Abstract
Achieving consensus among diverse opinions through multi-round discussions can be a complex process. The advent of large language models (LLMs) offers promising avenues for resolving this challenge, given their prowess in understanding and analyzing human sentiments. However, existing approaches typically focus on single-round discussion, limiting their effectiveness in real-world discussion scenarios. In response to this, we proposes a two-layer facilitation agent modeled a multi-round discussion as a Markov decision process (MDP) to foster efficient agreement.
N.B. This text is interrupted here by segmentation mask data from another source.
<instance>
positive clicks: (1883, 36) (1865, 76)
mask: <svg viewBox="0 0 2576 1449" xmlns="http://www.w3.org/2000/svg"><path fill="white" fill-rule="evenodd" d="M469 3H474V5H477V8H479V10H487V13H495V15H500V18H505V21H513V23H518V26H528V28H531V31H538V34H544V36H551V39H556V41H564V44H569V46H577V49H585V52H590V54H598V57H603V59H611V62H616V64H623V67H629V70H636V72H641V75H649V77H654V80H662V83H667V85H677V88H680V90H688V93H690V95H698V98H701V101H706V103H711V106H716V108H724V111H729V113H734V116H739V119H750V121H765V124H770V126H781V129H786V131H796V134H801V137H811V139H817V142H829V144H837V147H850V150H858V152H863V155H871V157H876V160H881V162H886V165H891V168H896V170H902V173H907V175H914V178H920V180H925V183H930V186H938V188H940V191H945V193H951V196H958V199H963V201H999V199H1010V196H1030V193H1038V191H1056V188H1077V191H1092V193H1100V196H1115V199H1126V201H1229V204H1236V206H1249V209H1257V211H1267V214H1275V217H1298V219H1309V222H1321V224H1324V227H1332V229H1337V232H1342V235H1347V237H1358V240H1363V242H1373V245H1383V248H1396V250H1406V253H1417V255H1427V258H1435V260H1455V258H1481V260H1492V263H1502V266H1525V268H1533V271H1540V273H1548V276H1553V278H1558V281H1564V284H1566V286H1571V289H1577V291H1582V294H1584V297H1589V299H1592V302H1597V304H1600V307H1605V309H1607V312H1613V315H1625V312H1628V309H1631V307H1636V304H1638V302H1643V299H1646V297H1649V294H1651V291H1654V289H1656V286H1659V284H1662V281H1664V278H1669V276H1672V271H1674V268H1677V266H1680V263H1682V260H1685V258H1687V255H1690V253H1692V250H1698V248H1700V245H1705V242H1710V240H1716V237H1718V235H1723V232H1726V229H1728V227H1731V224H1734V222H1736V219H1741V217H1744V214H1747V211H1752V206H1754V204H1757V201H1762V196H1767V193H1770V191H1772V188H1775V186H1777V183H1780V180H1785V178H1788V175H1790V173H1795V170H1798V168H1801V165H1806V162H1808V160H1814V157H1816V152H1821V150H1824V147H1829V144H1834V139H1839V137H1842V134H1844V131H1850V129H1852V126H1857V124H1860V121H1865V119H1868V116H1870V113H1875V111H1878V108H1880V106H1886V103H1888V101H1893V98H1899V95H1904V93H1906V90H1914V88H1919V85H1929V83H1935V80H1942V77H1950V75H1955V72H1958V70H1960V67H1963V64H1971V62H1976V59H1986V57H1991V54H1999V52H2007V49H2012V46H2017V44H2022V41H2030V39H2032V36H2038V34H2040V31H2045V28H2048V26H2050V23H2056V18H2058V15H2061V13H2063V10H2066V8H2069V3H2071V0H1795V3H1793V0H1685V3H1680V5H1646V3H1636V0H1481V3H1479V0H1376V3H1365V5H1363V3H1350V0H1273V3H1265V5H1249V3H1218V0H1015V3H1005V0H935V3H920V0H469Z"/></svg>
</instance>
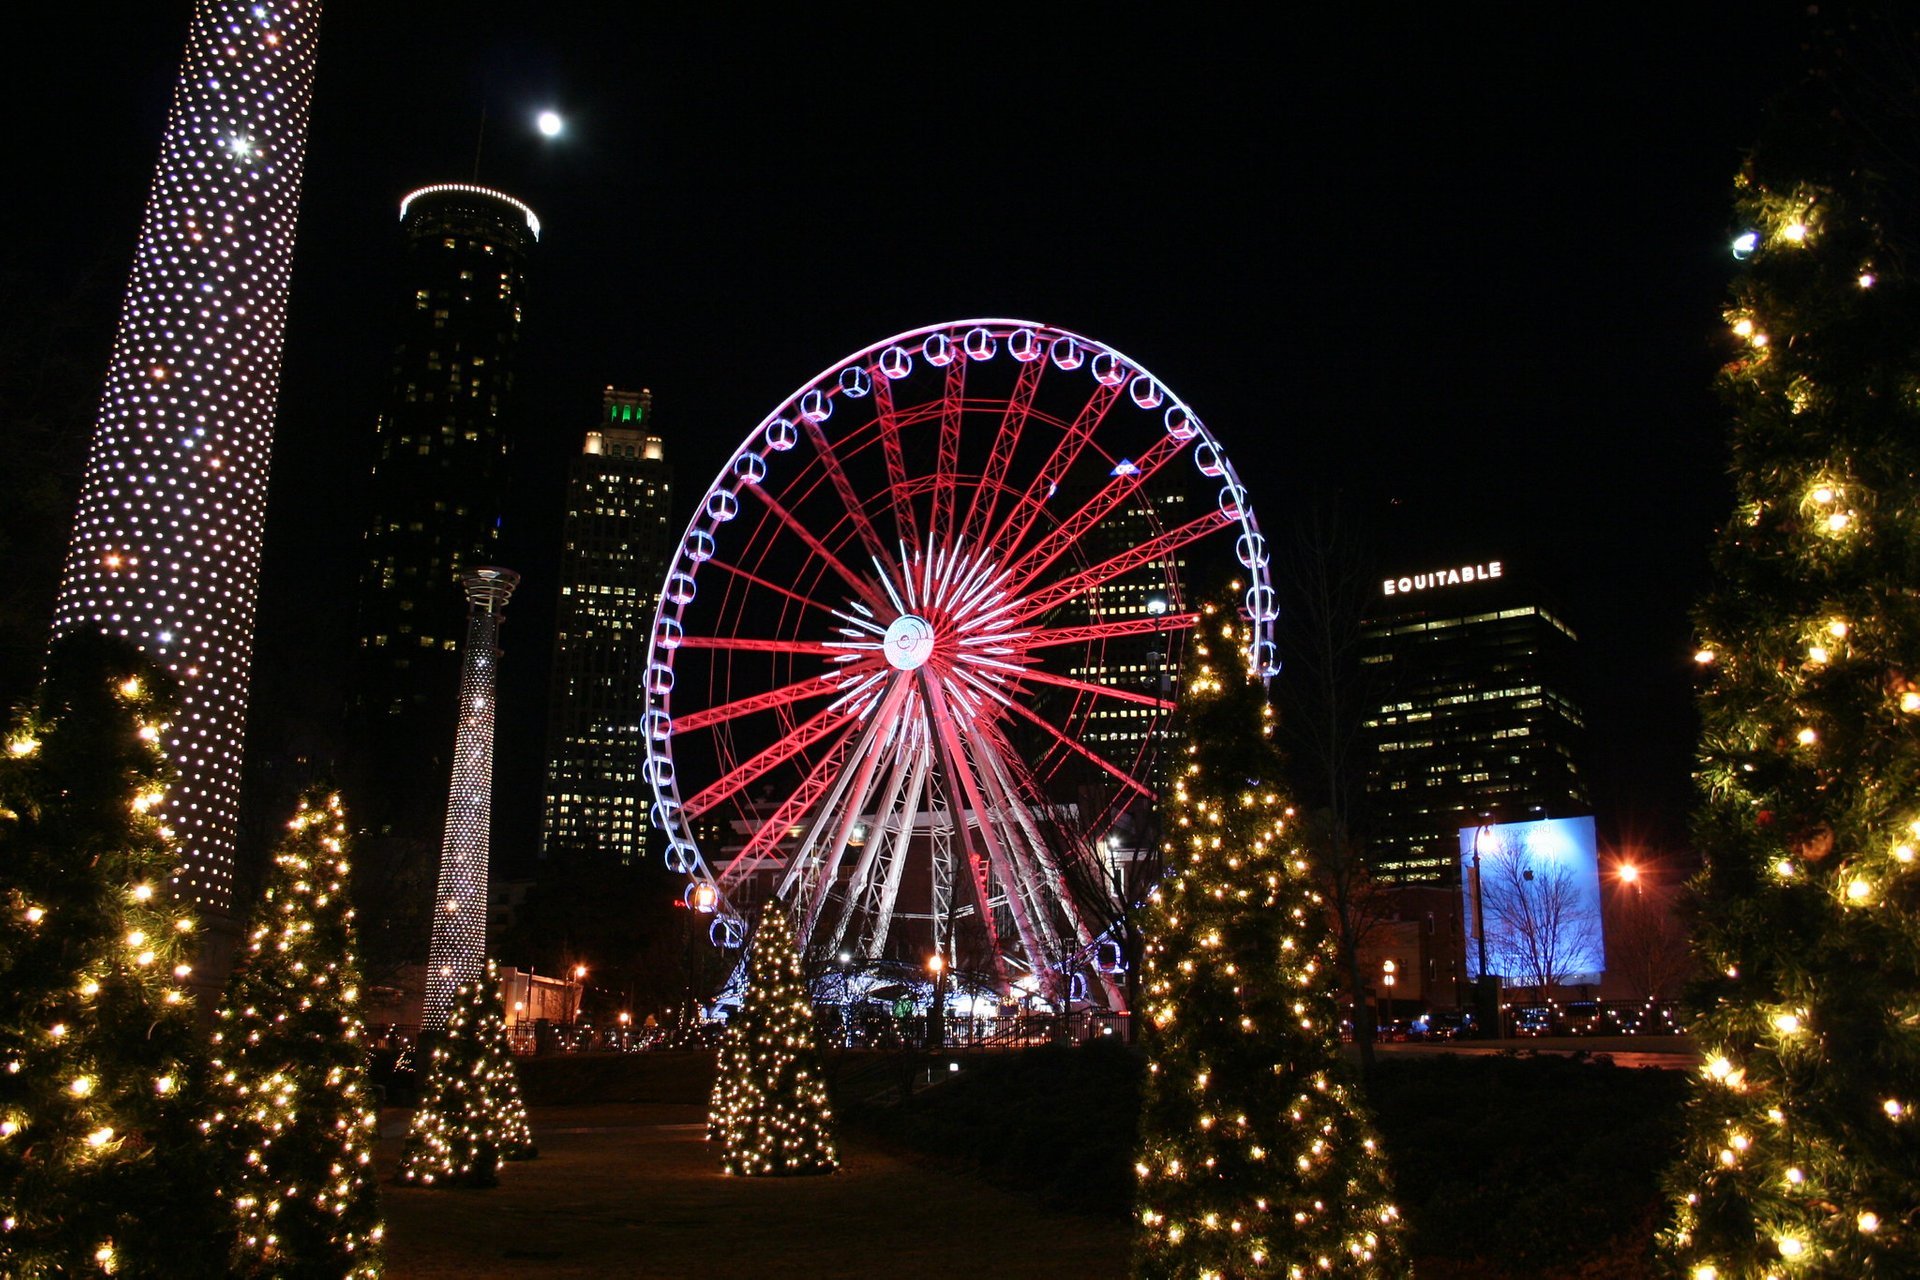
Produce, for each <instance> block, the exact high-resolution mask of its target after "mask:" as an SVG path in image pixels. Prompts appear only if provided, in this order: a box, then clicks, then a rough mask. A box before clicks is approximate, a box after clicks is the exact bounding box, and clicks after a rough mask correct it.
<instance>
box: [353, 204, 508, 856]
mask: <svg viewBox="0 0 1920 1280" xmlns="http://www.w3.org/2000/svg"><path fill="white" fill-rule="evenodd" d="M399 226H401V242H403V257H401V276H399V280H397V290H396V303H397V315H396V344H394V368H392V386H390V390H388V401H386V413H382V415H380V420H378V424H376V432H378V434H376V449H374V464H372V489H371V518H369V524H367V535H365V545H363V560H361V593H359V666H357V676H355V685H353V706H351V722H353V723H351V727H353V754H351V760H349V768H351V781H353V787H351V796H353V800H355V808H353V812H355V816H359V818H361V821H365V823H367V825H369V827H371V829H374V831H376V833H384V835H392V837H399V839H405V841H413V842H426V844H430V842H432V841H434V837H438V835H440V827H438V821H440V810H438V796H440V789H442V787H444V785H445V779H447V768H449V760H447V747H449V741H447V725H449V723H453V716H455V706H453V691H455V689H457V685H459V676H457V672H459V645H457V641H459V635H461V626H463V618H465V614H467V610H465V599H463V593H461V574H463V572H465V570H468V568H472V566H478V564H488V562H492V560H493V558H497V557H499V533H501V518H503V510H505V491H507V480H509V478H507V462H505V459H507V453H509V441H511V428H509V420H511V413H513V384H515V370H516V353H518V345H520V317H522V301H524V294H526V261H528V255H530V253H532V248H534V244H536V240H538V238H540V219H538V217H536V215H534V211H532V209H528V207H526V205H524V203H520V201H518V200H515V198H513V196H507V194H503V192H495V190H488V188H484V186H470V184H463V182H442V184H436V186H422V188H420V190H417V192H411V194H409V196H407V198H405V200H403V201H401V203H399Z"/></svg>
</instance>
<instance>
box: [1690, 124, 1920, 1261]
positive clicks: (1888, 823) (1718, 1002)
mask: <svg viewBox="0 0 1920 1280" xmlns="http://www.w3.org/2000/svg"><path fill="white" fill-rule="evenodd" d="M1836 125H1841V127H1837V129H1836ZM1853 136H1859V134H1853ZM1908 207H1910V205H1908V203H1907V201H1905V200H1899V198H1893V200H1889V198H1885V192H1884V190H1882V188H1880V178H1878V177H1876V175H1874V169H1872V165H1864V163H1859V152H1857V148H1853V144H1851V140H1849V130H1845V125H1843V115H1837V113H1836V111H1832V109H1830V107H1828V106H1822V107H1818V109H1812V111H1803V113H1788V115H1782V117H1780V121H1778V123H1776V127H1774V136H1770V138H1768V140H1766V142H1763V146H1761V148H1757V150H1755V154H1753V155H1751V157H1749V161H1747V165H1745V167H1743V171H1741V173H1740V178H1738V188H1736V209H1738V219H1740V221H1738V236H1736V240H1734V255H1736V257H1740V259H1745V269H1743V271H1741V274H1740V276H1738V280H1736V284H1734V290H1732V301H1730V305H1728V311H1726V320H1728V324H1730V328H1732V342H1734V344H1736V351H1738V355H1736V357H1734V359H1732V363H1728V365H1726V367H1724V370H1722V374H1720V391H1722V393H1724V399H1726V403H1728V405H1730V409H1732V413H1734V424H1732V461H1734V466H1732V474H1734V484H1736V507H1734V516H1732V520H1728V524H1726V528H1724V530H1722V533H1720V539H1718V545H1716V549H1715V570H1716V574H1715V589H1713V593H1711V595H1709V597H1705V601H1703V603H1701V604H1699V608H1697V614H1695V622H1697V628H1699V652H1697V654H1695V658H1697V662H1699V666H1701V674H1703V677H1705V687H1703V691H1701V699H1699V708H1701V768H1699V779H1701V787H1703V800H1701V808H1699V812H1697V816H1695V844H1697V848H1699V852H1701V856H1703V864H1705V867H1703V871H1701V873H1699V877H1697V879H1695V885H1693V889H1695V892H1697V896H1699V904H1701V910H1699V912H1697V917H1695V936H1693V946H1695V956H1697V960H1699V969H1701V971H1703V975H1705V977H1703V979H1701V981H1699V983H1697V984H1695V988H1693V992H1692V1000H1690V1004H1692V1011H1693V1021H1692V1032H1693V1038H1695V1042H1697V1044H1699V1048H1701V1054H1703V1057H1705V1065H1703V1069H1701V1077H1699V1080H1697V1086H1695V1090H1693V1098H1692V1102H1690V1109H1688V1132H1686V1144H1684V1148H1682V1157H1680V1161H1678V1163H1676V1167H1674V1169H1672V1173H1670V1178H1668V1182H1670V1194H1672V1205H1674V1213H1672V1222H1670V1224H1668V1230H1667V1234H1665V1238H1663V1253H1665V1257H1667V1261H1668V1263H1670V1267H1672V1272H1674V1274H1678V1276H1686V1278H1688V1280H1736V1278H1745V1276H1782V1278H1788V1276H1912V1274H1920V1221H1916V1209H1914V1203H1916V1201H1914V1188H1916V1186H1920V1121H1916V1117H1914V1107H1916V1105H1920V865H1916V850H1920V595H1916V587H1920V292H1916V288H1914V280H1912V278H1910V274H1908V265H1910V263H1912V261H1914V259H1912V253H1910V249H1907V251H1901V242H1899V240H1897V238H1895V236H1893V234H1889V225H1891V219H1895V217H1903V215H1907V213H1905V209H1908Z"/></svg>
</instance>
The model comprises a high-level reinforcement learning-based agent, deciding the optimal facilitation action such as facilitation time and facilitation prompt. In the low-level, a large language model that generates the facilitation message based on the facilitation action. Our agent dynamically chooses facilitation moments, generates novel content, and directs the discussion towards consensus. Our methodology was validated across several different topic-based discussions, demonstrating excellent performance in achieving agreement swiftly across all.
MDP:
- State: a list of agreement scores for all participants, win condition is when aggregate is > threshold
- Action:
- Do nothing
- Generate facilitation message
- Prompt for additional opinions
- Reward:
- If the agent’s action leads the discussion to the “win” condition, it gets a large positive reward
- If the discussion continues but agreement isn’t reached, it gets a smaller, standard unit reward.
- They train this with 500 discussions generated with LLM. Finds good results.